I found items I'd never seen before: Soyatoo whipped "cream" in a canister, and the Sheese non-dairy cheese everyone is talking about. I didn't see any seitan, though there were several meat alternatives, unfortunately of the already-flavoured variety, which seem to be more popular here. I prefer using the raw product to make my own dishes.
At first I didn't see any tempeh either, but when I saw a Team Member restocking the yoghurt, I asked. She got a strange look on her face, and motioned me over to her trolley. There were two boxes of tempeh inside, but there was a problem, she confided to me: they didn't contain a UP barcode, thus couldn't be scanned at the checkout. Also, she had no idea where to shelve them, so she was planning to ask for guidance from her Team Captain. I told her I'd usually found them in the soy foods section, near the tofu, but there was no room among the tofu-stuffed shelves. I took two blocks, despite her warning that I might have trouble at the checkout. Who better to establish the price of tempeh than me, I figured?
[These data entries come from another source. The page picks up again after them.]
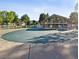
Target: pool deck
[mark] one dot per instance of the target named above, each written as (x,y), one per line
(13,50)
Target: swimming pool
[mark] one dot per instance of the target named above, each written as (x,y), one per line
(37,36)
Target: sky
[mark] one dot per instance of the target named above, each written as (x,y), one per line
(33,8)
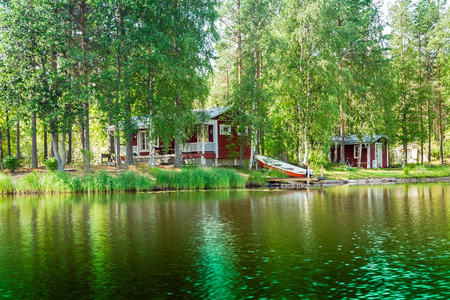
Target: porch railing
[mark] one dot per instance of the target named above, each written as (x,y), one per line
(197,147)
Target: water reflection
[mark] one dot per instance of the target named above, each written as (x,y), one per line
(341,242)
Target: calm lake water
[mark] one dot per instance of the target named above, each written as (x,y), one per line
(344,242)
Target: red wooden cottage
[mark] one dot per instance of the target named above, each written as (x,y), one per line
(216,141)
(374,154)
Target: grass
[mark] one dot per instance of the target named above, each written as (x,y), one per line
(412,171)
(198,178)
(186,179)
(60,182)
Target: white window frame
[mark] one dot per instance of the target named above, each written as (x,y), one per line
(224,129)
(355,151)
(245,131)
(143,141)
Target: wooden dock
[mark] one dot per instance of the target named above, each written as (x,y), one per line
(296,183)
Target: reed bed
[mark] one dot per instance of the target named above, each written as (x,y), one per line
(60,182)
(198,178)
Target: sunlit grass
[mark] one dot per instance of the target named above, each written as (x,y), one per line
(198,178)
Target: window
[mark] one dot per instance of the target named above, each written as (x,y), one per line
(225,129)
(143,140)
(245,131)
(356,150)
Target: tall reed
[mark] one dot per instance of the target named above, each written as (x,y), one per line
(198,178)
(6,185)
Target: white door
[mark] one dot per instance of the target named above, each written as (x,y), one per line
(379,154)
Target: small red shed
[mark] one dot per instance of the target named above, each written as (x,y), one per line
(374,152)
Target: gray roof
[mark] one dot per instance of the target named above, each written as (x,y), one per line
(213,112)
(353,139)
(143,121)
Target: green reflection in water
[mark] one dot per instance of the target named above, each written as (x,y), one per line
(340,242)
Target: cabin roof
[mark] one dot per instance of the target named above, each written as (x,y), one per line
(353,139)
(211,113)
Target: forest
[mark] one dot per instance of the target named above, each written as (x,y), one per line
(298,72)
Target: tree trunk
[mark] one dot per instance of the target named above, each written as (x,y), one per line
(405,155)
(178,154)
(306,158)
(342,125)
(129,135)
(111,143)
(81,126)
(87,146)
(253,136)
(8,133)
(1,150)
(18,140)
(117,156)
(45,143)
(63,152)
(34,162)
(55,150)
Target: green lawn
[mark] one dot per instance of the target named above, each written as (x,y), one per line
(408,172)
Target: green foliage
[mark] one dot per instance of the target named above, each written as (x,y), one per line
(257,178)
(51,164)
(11,163)
(6,185)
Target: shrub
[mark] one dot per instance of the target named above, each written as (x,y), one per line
(11,163)
(51,164)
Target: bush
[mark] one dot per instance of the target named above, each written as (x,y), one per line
(51,164)
(11,163)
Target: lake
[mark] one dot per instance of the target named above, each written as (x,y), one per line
(345,242)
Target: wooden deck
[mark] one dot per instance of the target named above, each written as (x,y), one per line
(294,183)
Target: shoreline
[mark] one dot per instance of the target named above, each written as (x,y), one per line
(387,180)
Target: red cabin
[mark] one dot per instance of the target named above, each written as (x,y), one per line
(374,152)
(216,141)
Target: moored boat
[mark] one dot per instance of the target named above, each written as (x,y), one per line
(288,169)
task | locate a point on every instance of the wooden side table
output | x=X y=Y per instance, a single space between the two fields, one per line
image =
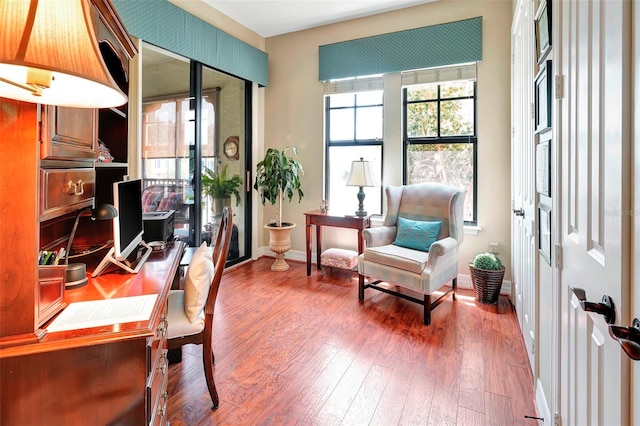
x=319 y=219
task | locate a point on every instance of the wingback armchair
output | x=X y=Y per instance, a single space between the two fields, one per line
x=417 y=247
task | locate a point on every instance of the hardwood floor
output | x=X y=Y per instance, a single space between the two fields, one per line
x=292 y=349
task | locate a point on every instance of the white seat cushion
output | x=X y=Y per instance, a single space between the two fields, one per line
x=178 y=323
x=199 y=278
x=398 y=257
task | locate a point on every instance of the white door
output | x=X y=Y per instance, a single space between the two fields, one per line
x=595 y=185
x=523 y=244
x=635 y=286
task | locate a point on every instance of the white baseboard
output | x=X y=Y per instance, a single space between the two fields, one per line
x=542 y=406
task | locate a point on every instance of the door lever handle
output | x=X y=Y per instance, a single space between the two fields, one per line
x=629 y=338
x=605 y=308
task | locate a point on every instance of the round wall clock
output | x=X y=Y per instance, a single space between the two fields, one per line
x=231 y=149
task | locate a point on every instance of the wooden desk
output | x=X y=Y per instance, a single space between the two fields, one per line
x=315 y=217
x=115 y=374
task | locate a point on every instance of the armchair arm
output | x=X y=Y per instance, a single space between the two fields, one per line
x=379 y=236
x=442 y=246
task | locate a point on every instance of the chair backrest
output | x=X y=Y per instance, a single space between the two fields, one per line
x=220 y=253
x=430 y=201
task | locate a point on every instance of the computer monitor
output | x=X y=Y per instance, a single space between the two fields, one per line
x=128 y=228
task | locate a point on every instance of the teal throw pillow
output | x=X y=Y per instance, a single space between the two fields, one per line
x=416 y=234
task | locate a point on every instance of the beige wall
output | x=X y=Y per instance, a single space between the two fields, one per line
x=293 y=115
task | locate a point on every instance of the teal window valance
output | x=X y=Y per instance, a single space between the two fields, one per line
x=427 y=47
x=162 y=24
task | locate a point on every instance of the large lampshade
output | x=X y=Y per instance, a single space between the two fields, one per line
x=49 y=54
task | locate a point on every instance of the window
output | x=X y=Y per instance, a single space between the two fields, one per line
x=440 y=137
x=353 y=130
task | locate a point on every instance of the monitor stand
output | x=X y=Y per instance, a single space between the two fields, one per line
x=131 y=267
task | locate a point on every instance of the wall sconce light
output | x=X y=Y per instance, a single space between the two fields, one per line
x=76 y=273
x=50 y=55
x=361 y=176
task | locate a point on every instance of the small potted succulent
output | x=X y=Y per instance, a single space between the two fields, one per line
x=487 y=273
x=220 y=188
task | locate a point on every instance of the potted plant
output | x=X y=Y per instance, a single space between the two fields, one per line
x=487 y=273
x=220 y=188
x=277 y=177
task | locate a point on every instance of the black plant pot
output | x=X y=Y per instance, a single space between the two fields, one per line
x=486 y=284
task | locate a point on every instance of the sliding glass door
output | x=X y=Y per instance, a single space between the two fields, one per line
x=195 y=135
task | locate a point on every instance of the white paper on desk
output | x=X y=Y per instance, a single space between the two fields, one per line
x=96 y=313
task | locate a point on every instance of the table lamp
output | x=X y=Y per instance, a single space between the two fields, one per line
x=360 y=176
x=76 y=273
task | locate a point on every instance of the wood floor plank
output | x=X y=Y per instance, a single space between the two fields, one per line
x=298 y=350
x=391 y=404
x=468 y=417
x=364 y=404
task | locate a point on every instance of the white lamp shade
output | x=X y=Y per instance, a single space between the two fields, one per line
x=49 y=54
x=360 y=174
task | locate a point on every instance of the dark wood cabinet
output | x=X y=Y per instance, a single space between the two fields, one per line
x=68 y=134
x=110 y=374
x=48 y=174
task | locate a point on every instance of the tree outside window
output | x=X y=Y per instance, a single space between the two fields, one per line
x=440 y=137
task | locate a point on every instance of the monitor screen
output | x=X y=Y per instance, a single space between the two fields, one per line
x=128 y=226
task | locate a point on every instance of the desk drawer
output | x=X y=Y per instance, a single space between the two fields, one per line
x=65 y=190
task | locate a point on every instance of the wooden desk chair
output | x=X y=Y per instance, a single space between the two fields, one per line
x=190 y=310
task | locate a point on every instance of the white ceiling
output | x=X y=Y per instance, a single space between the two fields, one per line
x=269 y=18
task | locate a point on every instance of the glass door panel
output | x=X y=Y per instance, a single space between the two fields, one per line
x=177 y=162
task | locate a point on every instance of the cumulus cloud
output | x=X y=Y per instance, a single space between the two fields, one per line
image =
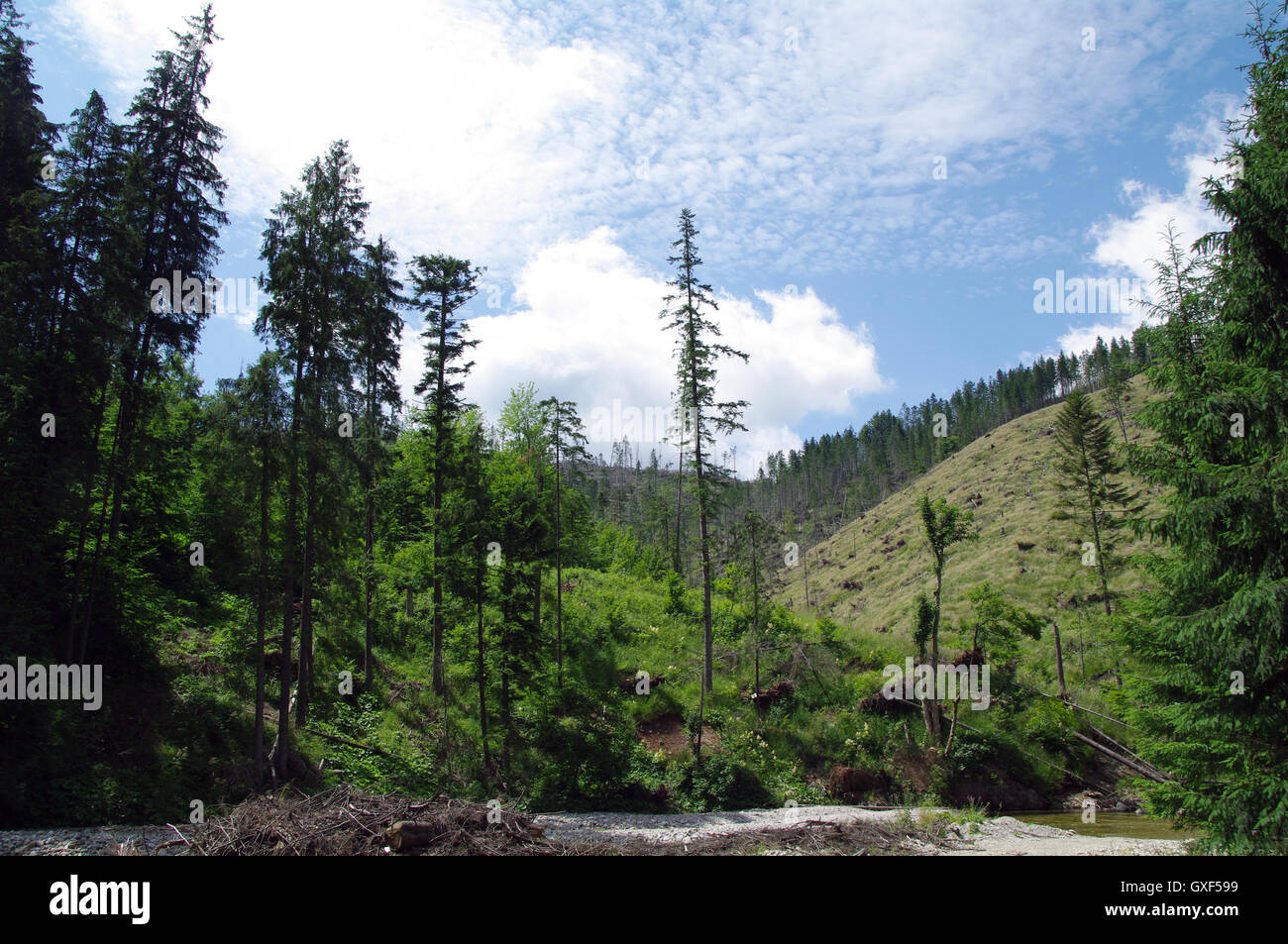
x=1126 y=245
x=584 y=325
x=809 y=132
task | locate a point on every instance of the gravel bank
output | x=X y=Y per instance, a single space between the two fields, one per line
x=1000 y=836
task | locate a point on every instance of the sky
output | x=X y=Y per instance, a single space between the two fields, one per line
x=880 y=187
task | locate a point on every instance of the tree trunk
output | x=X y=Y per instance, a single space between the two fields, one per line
x=1059 y=656
x=261 y=617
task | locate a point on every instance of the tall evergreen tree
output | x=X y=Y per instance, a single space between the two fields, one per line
x=568 y=442
x=1212 y=689
x=696 y=355
x=1089 y=472
x=945 y=524
x=441 y=286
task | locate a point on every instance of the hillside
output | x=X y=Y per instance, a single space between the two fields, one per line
x=868 y=574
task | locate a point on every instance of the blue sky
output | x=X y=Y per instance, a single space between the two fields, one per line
x=879 y=185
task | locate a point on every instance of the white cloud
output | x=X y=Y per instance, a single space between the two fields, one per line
x=806 y=132
x=1127 y=245
x=585 y=326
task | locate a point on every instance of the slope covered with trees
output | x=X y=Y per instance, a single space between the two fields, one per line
x=297 y=577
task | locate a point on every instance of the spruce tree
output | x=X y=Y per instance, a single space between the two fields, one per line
x=696 y=355
x=441 y=286
x=1089 y=472
x=1212 y=687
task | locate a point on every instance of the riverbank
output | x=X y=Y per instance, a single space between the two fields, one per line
x=790 y=831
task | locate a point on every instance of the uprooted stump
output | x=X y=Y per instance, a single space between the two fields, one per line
x=343 y=822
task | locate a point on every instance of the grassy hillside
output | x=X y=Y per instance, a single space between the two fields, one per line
x=868 y=574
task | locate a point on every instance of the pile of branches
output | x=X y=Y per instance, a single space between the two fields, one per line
x=343 y=822
x=806 y=839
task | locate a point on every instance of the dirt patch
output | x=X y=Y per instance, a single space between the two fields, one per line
x=666 y=733
x=343 y=822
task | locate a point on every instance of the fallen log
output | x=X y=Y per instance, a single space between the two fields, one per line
x=1157 y=777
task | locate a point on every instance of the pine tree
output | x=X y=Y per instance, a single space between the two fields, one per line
x=441 y=286
x=945 y=524
x=1214 y=684
x=568 y=441
x=376 y=331
x=1089 y=469
x=696 y=356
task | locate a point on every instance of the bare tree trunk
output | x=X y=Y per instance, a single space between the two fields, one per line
x=1059 y=656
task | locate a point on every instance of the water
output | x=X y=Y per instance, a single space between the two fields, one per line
x=1126 y=824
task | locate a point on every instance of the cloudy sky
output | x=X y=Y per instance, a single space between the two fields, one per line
x=879 y=184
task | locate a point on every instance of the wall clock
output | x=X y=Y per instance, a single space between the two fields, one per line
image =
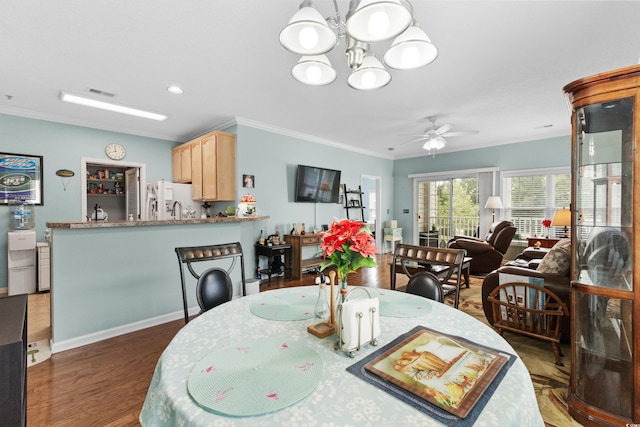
x=115 y=151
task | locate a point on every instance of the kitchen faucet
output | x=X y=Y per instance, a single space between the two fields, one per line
x=173 y=209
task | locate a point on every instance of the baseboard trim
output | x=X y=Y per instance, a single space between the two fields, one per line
x=57 y=347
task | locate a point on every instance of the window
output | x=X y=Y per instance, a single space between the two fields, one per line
x=533 y=195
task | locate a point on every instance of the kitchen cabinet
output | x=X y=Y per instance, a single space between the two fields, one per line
x=106 y=188
x=213 y=167
x=181 y=163
x=605 y=322
x=44 y=266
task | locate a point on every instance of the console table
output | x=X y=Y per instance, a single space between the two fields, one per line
x=274 y=251
x=297 y=242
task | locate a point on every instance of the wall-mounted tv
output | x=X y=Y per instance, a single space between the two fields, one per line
x=317 y=185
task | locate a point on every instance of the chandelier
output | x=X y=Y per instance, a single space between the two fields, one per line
x=368 y=21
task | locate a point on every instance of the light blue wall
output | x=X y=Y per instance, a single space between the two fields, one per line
x=273 y=159
x=124 y=278
x=546 y=153
x=62 y=146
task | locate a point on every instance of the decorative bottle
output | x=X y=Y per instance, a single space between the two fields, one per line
x=322 y=307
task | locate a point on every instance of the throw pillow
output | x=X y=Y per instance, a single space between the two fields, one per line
x=558 y=259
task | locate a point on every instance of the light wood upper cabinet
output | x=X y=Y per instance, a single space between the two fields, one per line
x=181 y=163
x=213 y=167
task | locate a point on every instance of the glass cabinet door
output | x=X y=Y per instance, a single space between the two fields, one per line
x=603 y=256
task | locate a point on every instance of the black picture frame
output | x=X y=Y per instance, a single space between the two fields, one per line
x=248 y=181
x=21 y=178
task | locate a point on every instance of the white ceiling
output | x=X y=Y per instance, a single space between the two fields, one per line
x=500 y=70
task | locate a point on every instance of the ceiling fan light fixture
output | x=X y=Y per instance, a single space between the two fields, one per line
x=378 y=20
x=314 y=70
x=307 y=33
x=435 y=143
x=369 y=75
x=411 y=49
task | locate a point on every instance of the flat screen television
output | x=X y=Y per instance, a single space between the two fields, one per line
x=317 y=185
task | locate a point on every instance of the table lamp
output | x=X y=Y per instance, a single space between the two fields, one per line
x=493 y=203
x=562 y=218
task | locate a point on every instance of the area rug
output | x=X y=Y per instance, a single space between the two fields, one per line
x=38 y=351
x=551 y=382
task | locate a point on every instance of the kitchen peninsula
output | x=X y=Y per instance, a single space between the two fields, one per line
x=111 y=278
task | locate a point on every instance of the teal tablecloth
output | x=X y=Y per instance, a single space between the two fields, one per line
x=340 y=398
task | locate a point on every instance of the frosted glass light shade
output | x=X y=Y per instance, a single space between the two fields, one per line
x=435 y=143
x=369 y=75
x=378 y=20
x=314 y=71
x=411 y=49
x=308 y=33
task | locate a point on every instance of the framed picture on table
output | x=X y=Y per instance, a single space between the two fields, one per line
x=21 y=178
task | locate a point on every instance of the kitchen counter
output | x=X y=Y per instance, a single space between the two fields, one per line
x=114 y=277
x=111 y=224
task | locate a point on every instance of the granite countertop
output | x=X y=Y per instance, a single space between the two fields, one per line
x=124 y=223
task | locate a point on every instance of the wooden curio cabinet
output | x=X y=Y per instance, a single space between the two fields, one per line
x=605 y=286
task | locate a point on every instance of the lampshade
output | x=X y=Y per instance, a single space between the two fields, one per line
x=411 y=49
x=314 y=70
x=562 y=218
x=493 y=202
x=369 y=75
x=378 y=20
x=308 y=33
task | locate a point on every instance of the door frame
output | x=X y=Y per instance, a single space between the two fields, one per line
x=142 y=183
x=485 y=218
x=378 y=207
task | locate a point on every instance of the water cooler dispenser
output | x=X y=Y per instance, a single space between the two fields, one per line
x=21 y=249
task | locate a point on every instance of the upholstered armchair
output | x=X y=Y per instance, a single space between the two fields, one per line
x=486 y=253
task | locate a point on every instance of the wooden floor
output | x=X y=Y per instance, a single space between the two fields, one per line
x=105 y=384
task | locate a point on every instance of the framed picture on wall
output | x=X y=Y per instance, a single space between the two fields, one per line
x=21 y=178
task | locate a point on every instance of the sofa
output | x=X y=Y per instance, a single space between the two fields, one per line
x=486 y=254
x=554 y=268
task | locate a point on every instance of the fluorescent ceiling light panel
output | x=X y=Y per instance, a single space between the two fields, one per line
x=88 y=102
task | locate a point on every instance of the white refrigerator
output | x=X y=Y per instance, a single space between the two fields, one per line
x=161 y=197
x=21 y=254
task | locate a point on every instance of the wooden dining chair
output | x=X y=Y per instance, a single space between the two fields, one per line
x=427 y=285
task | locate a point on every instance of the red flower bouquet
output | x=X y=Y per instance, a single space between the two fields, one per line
x=348 y=245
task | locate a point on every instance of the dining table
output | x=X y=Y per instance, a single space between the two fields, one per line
x=252 y=362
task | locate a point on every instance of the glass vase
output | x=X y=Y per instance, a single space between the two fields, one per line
x=342 y=289
x=322 y=307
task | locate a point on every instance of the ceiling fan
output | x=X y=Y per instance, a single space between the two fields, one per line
x=434 y=136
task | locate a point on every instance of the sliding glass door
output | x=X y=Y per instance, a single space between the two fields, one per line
x=447 y=207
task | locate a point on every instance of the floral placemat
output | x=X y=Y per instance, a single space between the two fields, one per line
x=278 y=306
x=255 y=377
x=400 y=304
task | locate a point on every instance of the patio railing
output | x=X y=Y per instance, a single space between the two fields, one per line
x=447 y=227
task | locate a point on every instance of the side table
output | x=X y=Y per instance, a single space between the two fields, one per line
x=392 y=235
x=271 y=252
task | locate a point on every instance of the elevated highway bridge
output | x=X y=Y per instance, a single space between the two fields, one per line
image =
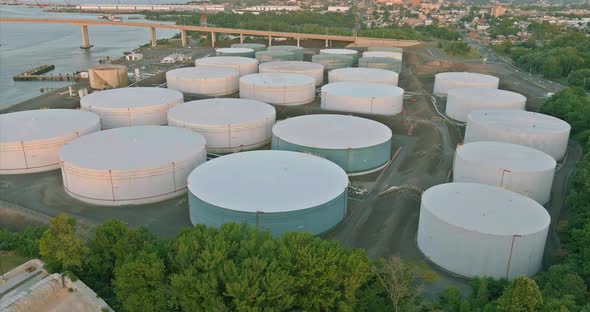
x=361 y=41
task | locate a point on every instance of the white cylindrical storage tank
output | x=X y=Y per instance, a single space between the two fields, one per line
x=462 y=101
x=545 y=133
x=358 y=145
x=278 y=191
x=131 y=165
x=297 y=51
x=362 y=97
x=244 y=65
x=228 y=125
x=30 y=140
x=314 y=70
x=254 y=46
x=108 y=76
x=387 y=54
x=386 y=49
x=381 y=63
x=278 y=88
x=372 y=75
x=333 y=61
x=443 y=82
x=243 y=52
x=208 y=81
x=131 y=106
x=349 y=52
x=272 y=56
x=517 y=168
x=474 y=229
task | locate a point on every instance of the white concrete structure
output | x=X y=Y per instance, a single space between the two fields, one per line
x=443 y=82
x=275 y=190
x=387 y=49
x=209 y=81
x=388 y=54
x=278 y=88
x=462 y=101
x=348 y=52
x=363 y=97
x=517 y=168
x=358 y=145
x=30 y=140
x=372 y=75
x=254 y=46
x=243 y=52
x=475 y=229
x=108 y=76
x=131 y=165
x=131 y=106
x=314 y=70
x=333 y=61
x=229 y=125
x=244 y=65
x=297 y=51
x=545 y=133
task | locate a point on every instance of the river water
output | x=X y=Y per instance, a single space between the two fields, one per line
x=24 y=46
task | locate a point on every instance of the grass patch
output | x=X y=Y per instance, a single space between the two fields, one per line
x=10 y=260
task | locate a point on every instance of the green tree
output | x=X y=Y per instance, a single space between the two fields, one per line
x=522 y=295
x=551 y=67
x=61 y=247
x=450 y=299
x=403 y=281
x=580 y=78
x=140 y=283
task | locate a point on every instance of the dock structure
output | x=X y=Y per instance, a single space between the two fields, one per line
x=36 y=73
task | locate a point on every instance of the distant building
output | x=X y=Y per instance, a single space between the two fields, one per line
x=29 y=287
x=134 y=57
x=389 y=2
x=497 y=11
x=341 y=9
x=173 y=58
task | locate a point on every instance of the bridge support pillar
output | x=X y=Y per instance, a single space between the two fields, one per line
x=183 y=37
x=85 y=40
x=153 y=36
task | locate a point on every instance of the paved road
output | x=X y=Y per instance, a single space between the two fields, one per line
x=493 y=57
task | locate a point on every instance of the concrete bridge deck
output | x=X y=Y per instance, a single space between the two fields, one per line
x=361 y=41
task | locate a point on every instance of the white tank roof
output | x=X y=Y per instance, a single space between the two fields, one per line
x=485 y=209
x=513 y=157
x=520 y=121
x=132 y=148
x=202 y=72
x=387 y=54
x=486 y=95
x=291 y=66
x=221 y=111
x=362 y=89
x=131 y=98
x=277 y=79
x=44 y=124
x=332 y=131
x=268 y=181
x=467 y=78
x=363 y=74
x=339 y=51
x=225 y=61
x=235 y=50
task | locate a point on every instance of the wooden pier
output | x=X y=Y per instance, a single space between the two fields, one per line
x=37 y=74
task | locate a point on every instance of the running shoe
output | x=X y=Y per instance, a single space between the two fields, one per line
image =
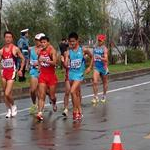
x=95 y=100
x=33 y=109
x=103 y=99
x=80 y=116
x=54 y=106
x=40 y=116
x=75 y=116
x=13 y=110
x=65 y=112
x=8 y=115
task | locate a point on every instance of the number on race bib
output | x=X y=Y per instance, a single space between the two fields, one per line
x=8 y=63
x=75 y=64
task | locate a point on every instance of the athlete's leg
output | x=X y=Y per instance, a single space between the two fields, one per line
x=52 y=94
x=105 y=86
x=80 y=98
x=41 y=96
x=33 y=89
x=75 y=98
x=8 y=93
x=67 y=92
x=66 y=98
x=96 y=77
x=4 y=83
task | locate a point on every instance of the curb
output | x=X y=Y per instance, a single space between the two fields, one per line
x=21 y=93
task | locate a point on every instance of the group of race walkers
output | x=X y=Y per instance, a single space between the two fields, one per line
x=43 y=81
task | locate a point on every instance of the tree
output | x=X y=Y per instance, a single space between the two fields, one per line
x=83 y=16
x=35 y=15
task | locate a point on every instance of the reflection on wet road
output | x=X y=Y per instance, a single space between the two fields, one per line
x=127 y=110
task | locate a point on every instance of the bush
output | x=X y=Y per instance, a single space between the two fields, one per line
x=135 y=56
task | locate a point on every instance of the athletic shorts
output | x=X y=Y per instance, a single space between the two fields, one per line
x=48 y=78
x=8 y=75
x=67 y=75
x=34 y=73
x=76 y=76
x=102 y=71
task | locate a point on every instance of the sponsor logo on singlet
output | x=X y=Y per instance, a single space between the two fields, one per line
x=43 y=63
x=75 y=64
x=8 y=63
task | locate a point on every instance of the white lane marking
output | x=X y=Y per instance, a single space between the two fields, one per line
x=90 y=95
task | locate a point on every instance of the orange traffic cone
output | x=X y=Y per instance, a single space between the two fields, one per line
x=117 y=145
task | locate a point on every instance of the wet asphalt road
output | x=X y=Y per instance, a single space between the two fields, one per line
x=127 y=110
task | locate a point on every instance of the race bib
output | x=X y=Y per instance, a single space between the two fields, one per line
x=43 y=62
x=75 y=64
x=97 y=58
x=32 y=62
x=8 y=63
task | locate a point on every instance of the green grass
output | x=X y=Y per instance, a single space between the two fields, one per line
x=112 y=69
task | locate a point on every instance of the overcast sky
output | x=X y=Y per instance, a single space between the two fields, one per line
x=119 y=9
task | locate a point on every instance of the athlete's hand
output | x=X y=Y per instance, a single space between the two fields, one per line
x=35 y=64
x=88 y=70
x=20 y=73
x=62 y=58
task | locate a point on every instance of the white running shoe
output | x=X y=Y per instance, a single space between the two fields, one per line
x=13 y=110
x=8 y=115
x=103 y=99
x=95 y=100
x=65 y=112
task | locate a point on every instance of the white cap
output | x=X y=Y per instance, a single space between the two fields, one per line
x=38 y=36
x=24 y=30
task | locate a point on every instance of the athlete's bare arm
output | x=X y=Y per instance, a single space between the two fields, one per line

And that's exactly what I did: at the till, the clerk had no idea what it was, or how much it costs. "How much do you think it should cost?" he asked me. I gave a good guess, based on my memory of prices in the States. "£1.49," I said, effectively doubling the U.S. dollar price. He seemed to think that was fair, and so did I.
If this is an example of John Mackay's libertarian trade policy, then fine by me.
Upstairs is the café, where you can buy recycled sneakers, organic cotton goods, and food and drinks. There's a drinks bar, a sushi bar, and a fake "pub", plus a cafeteria area and a separate line for waffles and crepes. I tried a vegan meal at the cafeteria, and it was delicious. I'm already planning to meet my husband for lunch here one day, when he can help me carry my shopping to the train station.
That's really the only drawback with the London Whole Foods. I can only buy as much as I can carry, since parking is very limited on K. High Street. The other drawback is the crowds, at least on the rainy Saturday I visited. (Though some were just gawking: I noticed one bemused older couple leaving the store empty handed, the woman shaking her head. "That's quite a store," she said, with obvious disappointment.)
I suspect the grumbling I've read in the papers here is simply sour organic grapes: Face it, Americans do health food much better than the British, despite all the overweight American jokes Brits are so fond of. Paradoxically, Americans are also obsessed with health. The average American health nut can go one-on-one with the average hooked-on-organics Brit and come out the winner every time.
So score one big one for the home team. Whole Foods in Kensington is, indeed, quite a store.